From the text, it is clear that al-Masri had little detailed knowledge of the bombing of the German Bakery in Pune, where 17 were killed in a still-unsolved bombing in 2010 — the second of the five urban terror attacks which preceded Wednesday's horrific carnage in Mumbai.

Pune is not, of course, to the west of New Delhi; it is not Jewish-owned; no Israelis were killed there.

But al-Masri words — the first explicit al-Qaeda claim of responsibility for an attack on India — are unlikely to have been inventions: the Egyptian Islamist was a veteran of the jihadist movement, having served as al-Qaeda's finance chief and as a ranking member of its legal committee. He was senior enough to have been one of just three commanders — along with Sheikh Mahfouz Ould al-Walid and Saif al-Adl — to dispute the wisdom of bin Laden's 9/11 plans.

In 2008, Indian investigators dismantled much of the infrastructure of the Indian Mujahideen — a Lashkar-e-Taiba affiliate drawn from the jihadist fringes of the proscribed Students Islamic Movement of India, which carried out an urban bombing campaign that claimed hundreds of lives after 2005. More than 70 of its operatives were arrested.

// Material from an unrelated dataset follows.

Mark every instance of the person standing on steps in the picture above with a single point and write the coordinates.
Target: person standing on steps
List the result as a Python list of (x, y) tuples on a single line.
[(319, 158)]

Key leaders — among them the network's top organiser, Abdul Subhan Qureshi, its ideologue Iqbal Shahbandri, operational commander Riyaz Shahbandri and bomb-maker Ahmed Yasin Siddibapa — escaped the police, though. Sheltered, India's intelligence service believe, in Karachi and Kathmandu, the leadership sought to rebuild the shattered group. But, after Pakistan came under intense international pressure in the wake of 26/11,

From 2010, though, the attacks resumed again — building up to Wednesday's bombings. India's intelligence services believe that al-Masri's words may hold out clues to what is going on. Evidence for this proposition lies in the worlds of a man the world has come to know well in recent weeks.

The twin Karachi projects

Last summer, the Pakistani-American jihadist David Headley, who carried out surveillance operations for the Lashkar before the 26/11 attacks, provided India's National Intelligence Agency (NIA) a detailed insider account of Pakistan-based jihadist operations targeting the country.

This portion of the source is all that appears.